Biden quickly took aim at Harris’ words, but his rebuttal didn’t offer much detail about what his own plan would entail, as the former vice president simply noted that health care was the most important issue, and that “you can’t beat President Trump with double-talk on this plan.” But over the next 45 minutes, all that seemed to emerge from the two Democratic frontrunners was “double-talk” that did little to clarify where either candidate stood on health care.

Both campaigns had strived to stake out their territory on health care since they faced off during the first round of debates in June. Earlier in July, the Biden campaign released a plan that is essentially a beefed-up version of the Affordable Care Act—along with the addition of offering a public option for people who don’t have, or don’t like, employer-based coverage. And on Monday, Harris shared her much-anticipated vision, which suggested a decade-long transition to a single-payer plan that would reserve a more limited role for private insurance.

But if primary voters had hoped to walk away from Wednesday’s debate with some of the key points of those health care platforms, they were sorely disappointed. Lucidity, it seems, only extended to the prior evening’s sparring, when former Maryland Rep. John Delaney and Ohio Rep. Tim Ryan served as foils to Sens. Bernie Sanders (Vt.) and Elizabeth Warren (Mass.), who used the formers’ jabs as opportunities to lay out their vision for single-payer health care.
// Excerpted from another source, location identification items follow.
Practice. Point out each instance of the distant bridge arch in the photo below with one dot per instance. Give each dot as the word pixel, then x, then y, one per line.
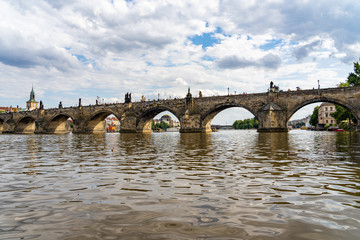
pixel 27 124
pixel 144 120
pixel 340 102
pixel 209 115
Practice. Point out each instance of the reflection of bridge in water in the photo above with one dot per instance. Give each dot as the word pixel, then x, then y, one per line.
pixel 273 110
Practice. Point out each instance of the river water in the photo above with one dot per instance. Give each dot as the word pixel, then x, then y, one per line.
pixel 224 185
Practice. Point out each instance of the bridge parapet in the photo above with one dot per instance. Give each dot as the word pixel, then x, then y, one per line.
pixel 273 110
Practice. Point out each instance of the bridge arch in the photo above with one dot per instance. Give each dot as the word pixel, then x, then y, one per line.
pixel 59 124
pixel 96 122
pixel 209 115
pixel 25 125
pixel 143 122
pixel 342 103
pixel 1 125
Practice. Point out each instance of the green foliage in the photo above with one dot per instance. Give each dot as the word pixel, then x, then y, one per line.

The lackluster delivery on Wednesday raised questions as to how well either Biden or Harris even understood what was in their own plans. While Harris underscored the motivation behind why health insurance shouldn’t be tied to employment, she wasn’t able to outline the precise circumstances under which employers could offer private insurance to their employees. “Private insurance companies and private carriers, if they comply by our rules and play by our rules, will be able to offer [companies’] employees health care coverage under a private Medicare plan or they can have the option of a public Medicare plan,” she said. And when the former VP charged that the plan would be too expensive costing $3 trillion per year, Harris sidestepped explaining how she’d pay for that cost, only offering up that “the cost of doing nothing is far too expensive. Second, we are now paying $3 trillion a year for health care in America. Over the next 10 years, it’s probably going to be $6 trillion. We must act.”

Biden, meanwhile, insisted that everyone would be covered under his plan, even though an estimated 10 million Americans wouldn’t be, and he mistakenly said his plan would cap copays at $1,000 (his proposal is to actually limit deductibles to $1,000 per year).